Consider a subset $\mathcal{J}^*$ of $\left\{ {1,2,...,m} \right\}$ such that each element in $\mathcal{J}^*$ divides $m$ and $k'$ divides $k$ for all $k,k' \in \mathcal{J}^*$, $k' \le k$.
Let us denote by $\mathcal{S}_k$ ($k=1,2,...,m$) a subgroup of cardinality $2^k$ of the additive group of $\rm GF$($q$). We choose $\mathcal{S}_k$ as the unique subfield of cardinality $2^k$ (which is in particular a subgroup) if $k \in \mathcal{J}^*$. For the remaining values of $k$, we choose subgroups.
As an example, if GF($64$) then $\mathcal{S}_1$, $\mathcal{S}_3$ or $\mathcal{S}_1$ and $\mathcal{S}_2$ are valid choices for subfields.

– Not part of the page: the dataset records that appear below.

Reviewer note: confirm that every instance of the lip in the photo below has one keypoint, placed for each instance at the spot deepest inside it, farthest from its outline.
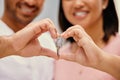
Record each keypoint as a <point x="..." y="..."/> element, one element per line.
<point x="80" y="14"/>
<point x="27" y="10"/>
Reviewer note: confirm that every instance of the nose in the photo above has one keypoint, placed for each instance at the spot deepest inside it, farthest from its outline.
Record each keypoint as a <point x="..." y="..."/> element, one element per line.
<point x="78" y="3"/>
<point x="31" y="2"/>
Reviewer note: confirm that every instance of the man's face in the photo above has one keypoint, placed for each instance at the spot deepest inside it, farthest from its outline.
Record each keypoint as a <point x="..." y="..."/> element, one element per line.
<point x="23" y="11"/>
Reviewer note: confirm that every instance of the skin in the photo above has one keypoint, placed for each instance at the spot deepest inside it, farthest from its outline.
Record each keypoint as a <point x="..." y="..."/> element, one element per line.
<point x="88" y="14"/>
<point x="18" y="13"/>
<point x="15" y="44"/>
<point x="91" y="55"/>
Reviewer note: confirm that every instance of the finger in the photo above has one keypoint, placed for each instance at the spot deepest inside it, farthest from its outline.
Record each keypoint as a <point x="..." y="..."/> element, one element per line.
<point x="30" y="31"/>
<point x="49" y="53"/>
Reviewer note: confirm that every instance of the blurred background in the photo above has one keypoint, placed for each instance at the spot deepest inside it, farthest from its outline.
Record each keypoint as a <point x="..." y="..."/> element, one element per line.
<point x="50" y="10"/>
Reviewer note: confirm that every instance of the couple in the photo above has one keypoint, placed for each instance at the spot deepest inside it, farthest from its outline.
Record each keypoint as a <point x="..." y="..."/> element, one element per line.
<point x="81" y="48"/>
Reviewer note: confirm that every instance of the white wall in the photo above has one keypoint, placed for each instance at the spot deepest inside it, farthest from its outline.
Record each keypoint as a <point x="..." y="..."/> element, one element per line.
<point x="50" y="10"/>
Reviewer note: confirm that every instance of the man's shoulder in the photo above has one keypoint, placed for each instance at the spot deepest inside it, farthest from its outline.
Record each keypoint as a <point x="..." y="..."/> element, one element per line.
<point x="4" y="29"/>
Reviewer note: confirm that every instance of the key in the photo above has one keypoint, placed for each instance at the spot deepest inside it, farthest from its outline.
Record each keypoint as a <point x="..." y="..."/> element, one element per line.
<point x="59" y="43"/>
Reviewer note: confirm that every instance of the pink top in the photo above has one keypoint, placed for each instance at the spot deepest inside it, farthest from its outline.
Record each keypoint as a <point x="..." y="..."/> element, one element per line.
<point x="66" y="70"/>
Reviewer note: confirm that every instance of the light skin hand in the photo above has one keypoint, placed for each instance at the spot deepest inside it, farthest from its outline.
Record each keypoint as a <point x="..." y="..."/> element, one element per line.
<point x="25" y="42"/>
<point x="86" y="45"/>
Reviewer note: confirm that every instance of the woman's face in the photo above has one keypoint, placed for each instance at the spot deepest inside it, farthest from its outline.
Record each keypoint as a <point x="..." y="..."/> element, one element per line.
<point x="84" y="12"/>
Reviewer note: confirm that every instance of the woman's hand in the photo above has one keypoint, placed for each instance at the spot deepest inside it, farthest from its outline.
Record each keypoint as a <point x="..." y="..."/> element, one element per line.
<point x="25" y="42"/>
<point x="90" y="54"/>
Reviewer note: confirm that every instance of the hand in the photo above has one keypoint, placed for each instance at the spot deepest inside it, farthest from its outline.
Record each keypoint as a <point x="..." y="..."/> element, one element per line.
<point x="25" y="42"/>
<point x="90" y="53"/>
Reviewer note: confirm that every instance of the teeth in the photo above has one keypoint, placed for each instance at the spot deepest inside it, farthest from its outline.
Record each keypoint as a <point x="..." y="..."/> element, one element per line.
<point x="26" y="10"/>
<point x="80" y="13"/>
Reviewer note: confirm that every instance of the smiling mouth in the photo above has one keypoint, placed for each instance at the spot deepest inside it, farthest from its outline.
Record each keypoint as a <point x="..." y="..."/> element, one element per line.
<point x="27" y="10"/>
<point x="80" y="14"/>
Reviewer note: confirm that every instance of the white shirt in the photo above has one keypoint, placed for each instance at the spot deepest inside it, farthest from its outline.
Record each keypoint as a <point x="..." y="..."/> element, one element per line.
<point x="33" y="68"/>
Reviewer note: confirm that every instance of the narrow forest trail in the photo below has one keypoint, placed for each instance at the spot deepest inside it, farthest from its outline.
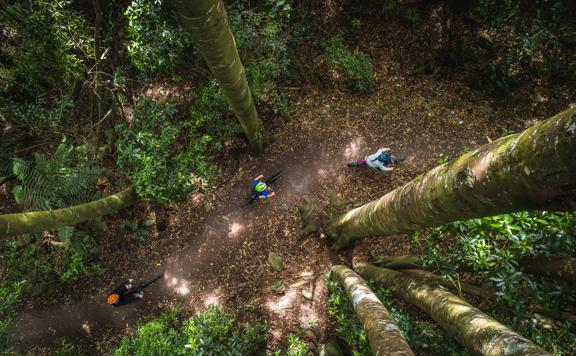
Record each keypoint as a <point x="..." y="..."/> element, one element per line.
<point x="215" y="252"/>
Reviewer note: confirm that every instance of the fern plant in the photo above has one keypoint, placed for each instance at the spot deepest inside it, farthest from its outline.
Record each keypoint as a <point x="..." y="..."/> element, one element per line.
<point x="56" y="182"/>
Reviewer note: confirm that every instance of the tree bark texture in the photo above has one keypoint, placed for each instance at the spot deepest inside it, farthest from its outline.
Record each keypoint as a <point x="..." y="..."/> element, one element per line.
<point x="383" y="333"/>
<point x="477" y="331"/>
<point x="38" y="221"/>
<point x="534" y="169"/>
<point x="557" y="267"/>
<point x="207" y="22"/>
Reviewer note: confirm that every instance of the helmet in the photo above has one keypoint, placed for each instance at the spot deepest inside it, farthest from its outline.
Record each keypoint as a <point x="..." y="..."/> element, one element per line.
<point x="385" y="158"/>
<point x="113" y="298"/>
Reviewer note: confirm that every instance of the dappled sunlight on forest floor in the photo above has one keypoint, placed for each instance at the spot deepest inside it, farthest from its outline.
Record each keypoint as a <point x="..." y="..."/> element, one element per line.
<point x="215" y="252"/>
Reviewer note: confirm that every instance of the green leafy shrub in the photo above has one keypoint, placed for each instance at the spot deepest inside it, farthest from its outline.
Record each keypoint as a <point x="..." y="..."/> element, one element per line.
<point x="214" y="332"/>
<point x="525" y="40"/>
<point x="10" y="294"/>
<point x="355" y="69"/>
<point x="207" y="116"/>
<point x="56" y="182"/>
<point x="491" y="247"/>
<point x="296" y="347"/>
<point x="157" y="42"/>
<point x="262" y="39"/>
<point x="49" y="45"/>
<point x="158" y="158"/>
<point x="41" y="263"/>
<point x="45" y="46"/>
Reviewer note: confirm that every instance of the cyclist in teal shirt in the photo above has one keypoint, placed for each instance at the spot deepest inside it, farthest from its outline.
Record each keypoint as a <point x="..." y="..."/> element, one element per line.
<point x="261" y="188"/>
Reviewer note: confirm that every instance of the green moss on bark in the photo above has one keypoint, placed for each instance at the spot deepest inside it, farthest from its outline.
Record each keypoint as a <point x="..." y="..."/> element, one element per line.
<point x="531" y="170"/>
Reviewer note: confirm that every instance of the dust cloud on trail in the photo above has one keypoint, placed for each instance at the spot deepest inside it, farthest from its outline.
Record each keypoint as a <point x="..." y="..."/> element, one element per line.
<point x="205" y="271"/>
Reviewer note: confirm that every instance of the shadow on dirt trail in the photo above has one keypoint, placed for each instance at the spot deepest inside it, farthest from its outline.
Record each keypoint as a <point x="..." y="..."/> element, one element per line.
<point x="222" y="249"/>
<point x="222" y="264"/>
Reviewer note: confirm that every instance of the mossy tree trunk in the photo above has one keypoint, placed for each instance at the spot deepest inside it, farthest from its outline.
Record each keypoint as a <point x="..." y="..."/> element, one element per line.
<point x="38" y="221"/>
<point x="207" y="22"/>
<point x="383" y="333"/>
<point x="557" y="267"/>
<point x="475" y="330"/>
<point x="532" y="170"/>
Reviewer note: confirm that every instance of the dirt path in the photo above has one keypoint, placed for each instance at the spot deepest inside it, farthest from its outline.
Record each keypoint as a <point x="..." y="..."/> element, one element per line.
<point x="215" y="252"/>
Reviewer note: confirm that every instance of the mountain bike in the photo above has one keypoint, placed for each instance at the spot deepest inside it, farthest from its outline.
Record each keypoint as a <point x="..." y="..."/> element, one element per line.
<point x="254" y="195"/>
<point x="361" y="163"/>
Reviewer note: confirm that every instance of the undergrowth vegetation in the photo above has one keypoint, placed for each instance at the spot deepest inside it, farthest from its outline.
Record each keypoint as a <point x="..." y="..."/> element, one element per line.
<point x="356" y="70"/>
<point x="490" y="249"/>
<point x="214" y="332"/>
<point x="157" y="42"/>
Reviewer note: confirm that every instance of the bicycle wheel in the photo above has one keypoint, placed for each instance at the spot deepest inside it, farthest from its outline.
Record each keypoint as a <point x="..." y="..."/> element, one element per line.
<point x="398" y="159"/>
<point x="250" y="199"/>
<point x="274" y="178"/>
<point x="356" y="164"/>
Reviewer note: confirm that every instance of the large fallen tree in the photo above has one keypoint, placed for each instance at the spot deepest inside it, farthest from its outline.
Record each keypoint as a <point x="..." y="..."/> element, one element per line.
<point x="38" y="221"/>
<point x="532" y="170"/>
<point x="480" y="333"/>
<point x="383" y="333"/>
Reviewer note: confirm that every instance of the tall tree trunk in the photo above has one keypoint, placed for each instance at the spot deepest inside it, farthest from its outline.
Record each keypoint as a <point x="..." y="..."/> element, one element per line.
<point x="383" y="333"/>
<point x="532" y="170"/>
<point x="475" y="330"/>
<point x="38" y="221"/>
<point x="97" y="97"/>
<point x="208" y="25"/>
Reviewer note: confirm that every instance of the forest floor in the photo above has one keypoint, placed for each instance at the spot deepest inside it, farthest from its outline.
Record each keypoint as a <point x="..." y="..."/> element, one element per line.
<point x="215" y="252"/>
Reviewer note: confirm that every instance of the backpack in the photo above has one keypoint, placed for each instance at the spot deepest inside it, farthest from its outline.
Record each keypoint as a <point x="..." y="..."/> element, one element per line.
<point x="384" y="158"/>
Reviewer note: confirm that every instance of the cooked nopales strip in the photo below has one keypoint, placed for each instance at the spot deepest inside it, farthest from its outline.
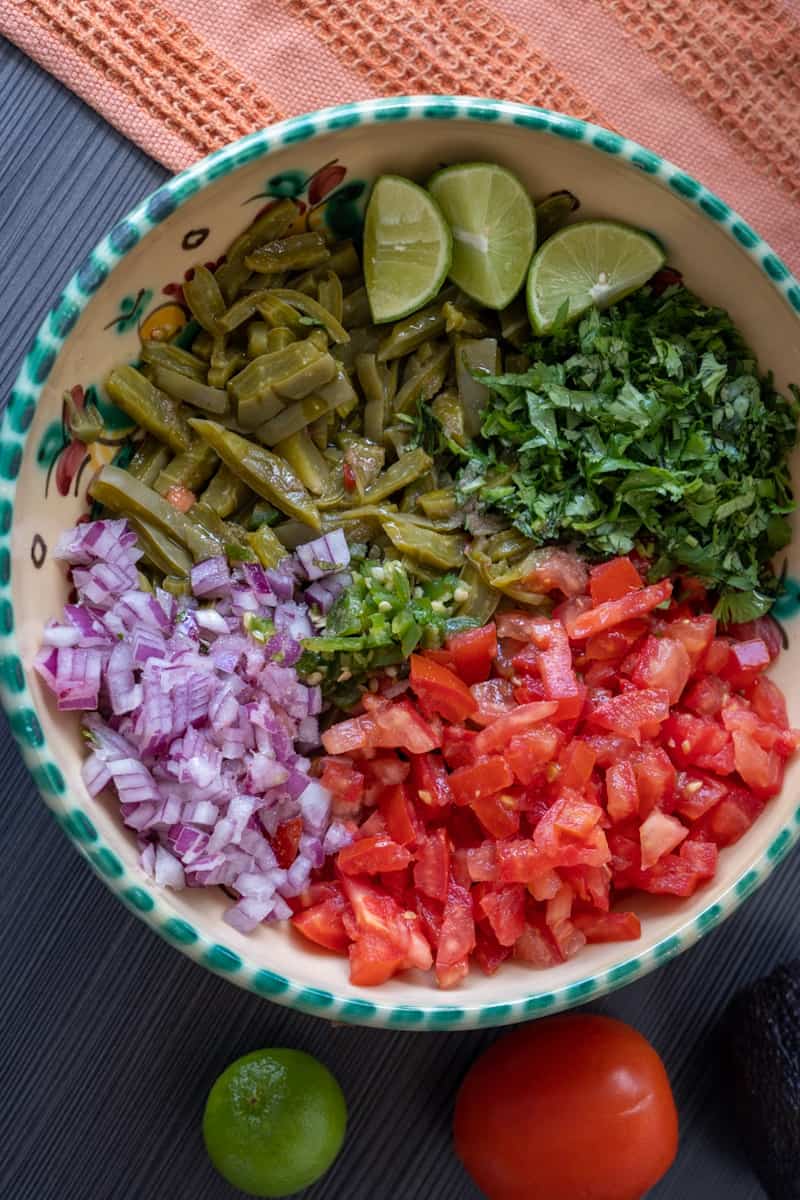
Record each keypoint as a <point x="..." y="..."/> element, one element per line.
<point x="282" y="390"/>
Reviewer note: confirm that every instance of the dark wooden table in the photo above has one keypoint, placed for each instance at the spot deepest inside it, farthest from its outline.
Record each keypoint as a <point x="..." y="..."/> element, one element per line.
<point x="109" y="1039"/>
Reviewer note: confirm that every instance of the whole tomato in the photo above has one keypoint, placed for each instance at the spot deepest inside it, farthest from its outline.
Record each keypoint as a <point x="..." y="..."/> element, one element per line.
<point x="575" y="1108"/>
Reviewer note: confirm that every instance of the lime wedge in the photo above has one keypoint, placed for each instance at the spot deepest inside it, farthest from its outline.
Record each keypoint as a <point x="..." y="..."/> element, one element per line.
<point x="588" y="263"/>
<point x="407" y="247"/>
<point x="494" y="229"/>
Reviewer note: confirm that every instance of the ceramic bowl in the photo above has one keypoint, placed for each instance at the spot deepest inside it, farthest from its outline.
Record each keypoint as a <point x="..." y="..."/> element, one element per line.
<point x="130" y="286"/>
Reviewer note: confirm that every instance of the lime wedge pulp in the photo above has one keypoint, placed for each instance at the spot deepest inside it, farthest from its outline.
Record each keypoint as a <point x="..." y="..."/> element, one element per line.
<point x="588" y="263"/>
<point x="494" y="229"/>
<point x="407" y="247"/>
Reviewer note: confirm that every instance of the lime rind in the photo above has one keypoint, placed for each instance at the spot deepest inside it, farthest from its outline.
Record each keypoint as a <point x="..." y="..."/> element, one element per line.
<point x="590" y="263"/>
<point x="493" y="222"/>
<point x="407" y="249"/>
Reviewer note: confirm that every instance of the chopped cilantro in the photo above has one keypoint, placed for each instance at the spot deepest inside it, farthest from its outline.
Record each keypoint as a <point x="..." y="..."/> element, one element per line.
<point x="643" y="427"/>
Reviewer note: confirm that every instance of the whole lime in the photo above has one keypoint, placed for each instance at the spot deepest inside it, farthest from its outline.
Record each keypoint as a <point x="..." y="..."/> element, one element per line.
<point x="274" y="1122"/>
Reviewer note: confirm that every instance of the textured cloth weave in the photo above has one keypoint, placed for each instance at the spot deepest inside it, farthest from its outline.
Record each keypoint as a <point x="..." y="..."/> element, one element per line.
<point x="711" y="84"/>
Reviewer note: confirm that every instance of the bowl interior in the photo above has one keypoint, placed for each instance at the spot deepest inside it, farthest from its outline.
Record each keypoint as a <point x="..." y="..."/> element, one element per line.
<point x="330" y="173"/>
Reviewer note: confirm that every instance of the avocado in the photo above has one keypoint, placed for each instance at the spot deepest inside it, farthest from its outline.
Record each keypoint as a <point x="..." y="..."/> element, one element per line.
<point x="761" y="1039"/>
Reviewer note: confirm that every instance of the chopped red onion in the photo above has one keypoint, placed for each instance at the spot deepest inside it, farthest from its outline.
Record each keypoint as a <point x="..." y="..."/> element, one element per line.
<point x="325" y="592"/>
<point x="194" y="721"/>
<point x="314" y="803"/>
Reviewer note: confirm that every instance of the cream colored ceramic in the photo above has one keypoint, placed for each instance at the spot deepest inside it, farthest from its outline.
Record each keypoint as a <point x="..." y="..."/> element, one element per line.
<point x="328" y="160"/>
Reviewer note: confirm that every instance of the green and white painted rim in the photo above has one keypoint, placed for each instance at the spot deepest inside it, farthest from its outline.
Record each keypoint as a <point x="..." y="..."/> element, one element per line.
<point x="133" y="888"/>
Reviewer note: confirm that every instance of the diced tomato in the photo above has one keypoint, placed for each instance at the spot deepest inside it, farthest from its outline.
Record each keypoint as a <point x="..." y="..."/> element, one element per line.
<point x="388" y="769"/>
<point x="398" y="726"/>
<point x="761" y="769"/>
<point x="488" y="953"/>
<point x="559" y="907"/>
<point x="614" y="612"/>
<point x="655" y="778"/>
<point x="485" y="777"/>
<point x="732" y="817"/>
<point x="608" y="927"/>
<point x="555" y="665"/>
<point x="431" y="780"/>
<point x="530" y="751"/>
<point x="286" y="841"/>
<point x="609" y="748"/>
<point x="707" y="696"/>
<point x="429" y="912"/>
<point x="473" y="652"/>
<point x="769" y="703"/>
<point x="451" y="976"/>
<point x="346" y="785"/>
<point x="457" y="940"/>
<point x="505" y="911"/>
<point x="546" y="886"/>
<point x="601" y="675"/>
<point x="765" y="628"/>
<point x="621" y="793"/>
<point x="439" y="690"/>
<point x="695" y="634"/>
<point x="663" y="663"/>
<point x="519" y="625"/>
<point x="498" y="735"/>
<point x="571" y="816"/>
<point x="374" y="959"/>
<point x="373" y="911"/>
<point x="702" y="857"/>
<point x="432" y="865"/>
<point x="457" y="745"/>
<point x="613" y="580"/>
<point x="590" y="885"/>
<point x="746" y="663"/>
<point x="498" y="815"/>
<point x="419" y="948"/>
<point x="577" y="761"/>
<point x="536" y="946"/>
<point x="517" y="862"/>
<point x="493" y="699"/>
<point x="659" y="834"/>
<point x="629" y="713"/>
<point x="370" y="855"/>
<point x="716" y="655"/>
<point x="582" y="780"/>
<point x="697" y="793"/>
<point x="323" y="924"/>
<point x="571" y="610"/>
<point x="672" y="875"/>
<point x="615" y="642"/>
<point x="558" y="570"/>
<point x="397" y="885"/>
<point x="738" y="718"/>
<point x="402" y="821"/>
<point x="373" y="826"/>
<point x="569" y="939"/>
<point x="528" y="690"/>
<point x="698" y="742"/>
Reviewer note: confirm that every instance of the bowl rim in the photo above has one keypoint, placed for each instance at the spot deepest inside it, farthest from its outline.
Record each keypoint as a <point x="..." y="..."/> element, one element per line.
<point x="139" y="893"/>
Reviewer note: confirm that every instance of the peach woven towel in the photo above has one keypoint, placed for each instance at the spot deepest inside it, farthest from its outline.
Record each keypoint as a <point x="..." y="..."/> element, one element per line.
<point x="711" y="84"/>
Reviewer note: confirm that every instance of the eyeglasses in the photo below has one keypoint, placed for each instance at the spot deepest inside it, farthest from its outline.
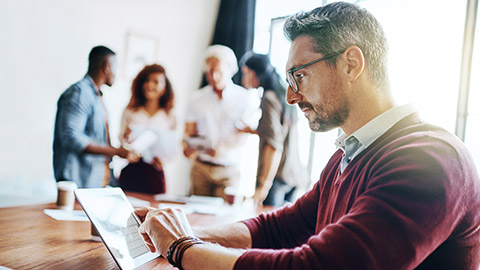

Is there a choice of subgroups among $\mathcal{S}_k$ (i.e., apart from the choice of subfields indexed in $\mathcal{J}^*$) such that $\mathcal{S}_1 \subset \mathcal{S}_2 \subset .... \subset \mathcal{S}_m = {\rm GF}(q)$?
To summarize the comments, the answer is yes, there is such choice of subgroups. The idea is to consider the subfields as subspaces and then to extend the bases (as pointed out by J. Lahtonen).